April 30, 2015

Review: The God Box


The God Box
The God Box by Alex Sanchez

My rating: 4 of 5 stars



Although I've read and enjoyed most of his books now, Alex Sanchez isn't technically a great writer. His prose is sometimes awkward and sounds like it was translated. He's over-earnest, sometimes transparently manipulative with his pat characters, and incredibly preachy and didactic. In parts, his writing can read like a social worker's case files. So why do I love his books so much?

I will read anything Sanchez writes because his books have enormous heart. They brim with emotion, hope, and goodness. Usually, he makes me start crying about halfway through, and then I must finish the rest of the book through constant trickling tears. Which can get quite blurry! He cares so much for his characters, and they act in such lovely ways, that I'm a wreck. Plus I'm oversensitive about teen gay issues anyway, given how hard it was to live through those years, so his honest, direct, supportive, sweet, and heartfelt approach turns me into a puddle every time.

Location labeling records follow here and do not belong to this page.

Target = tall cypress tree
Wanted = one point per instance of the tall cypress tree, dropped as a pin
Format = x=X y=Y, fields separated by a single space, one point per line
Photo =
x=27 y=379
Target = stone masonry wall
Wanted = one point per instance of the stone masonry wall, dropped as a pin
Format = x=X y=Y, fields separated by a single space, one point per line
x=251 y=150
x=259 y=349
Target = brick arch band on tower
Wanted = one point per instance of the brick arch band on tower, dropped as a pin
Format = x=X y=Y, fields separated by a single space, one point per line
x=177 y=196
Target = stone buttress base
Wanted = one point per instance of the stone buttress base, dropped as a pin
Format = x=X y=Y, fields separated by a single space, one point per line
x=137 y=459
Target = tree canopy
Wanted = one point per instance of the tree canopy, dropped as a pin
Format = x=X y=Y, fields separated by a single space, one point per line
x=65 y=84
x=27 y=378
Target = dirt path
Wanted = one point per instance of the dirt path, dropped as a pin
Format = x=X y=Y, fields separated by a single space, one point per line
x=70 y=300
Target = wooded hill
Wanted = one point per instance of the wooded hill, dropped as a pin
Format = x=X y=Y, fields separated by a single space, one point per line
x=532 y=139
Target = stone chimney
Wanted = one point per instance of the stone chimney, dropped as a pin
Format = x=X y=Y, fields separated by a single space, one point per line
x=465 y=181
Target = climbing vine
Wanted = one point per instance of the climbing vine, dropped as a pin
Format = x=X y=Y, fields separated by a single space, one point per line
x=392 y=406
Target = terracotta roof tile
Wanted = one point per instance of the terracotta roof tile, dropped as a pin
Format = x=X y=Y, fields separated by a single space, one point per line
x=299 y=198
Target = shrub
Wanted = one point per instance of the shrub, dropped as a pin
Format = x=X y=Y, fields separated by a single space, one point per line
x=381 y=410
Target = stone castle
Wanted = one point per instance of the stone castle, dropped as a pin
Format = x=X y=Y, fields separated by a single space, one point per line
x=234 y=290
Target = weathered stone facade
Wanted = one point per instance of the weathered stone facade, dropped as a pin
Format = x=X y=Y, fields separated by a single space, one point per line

The God Box was no different. He's deepened some of his characterizations, but the prose still reads just so slightly off-rhythm, and there are huge passages of researched Bible quotes about homosexuality discussed in long presentations of questions. These are obviously planted by the author relatively inorganically, and also fascinating, and would give any young LGBT teen great information to battle the hate spewed in the erroneous name of faith and religion . . . without suggesting any kind of rejection of God or faith or spirituality. So that's extremely useful and so helpful that it seems mean-spirited to carp about the storytelling. Especially when the love for the characters overwhelms you halfway through and makes you shake with sobs. Not entirely sad sobs, either! Happy weeping, in joy and recognition and understanding.

So read Alex Sanchez. Read The God Box. It's an important, beautiful book.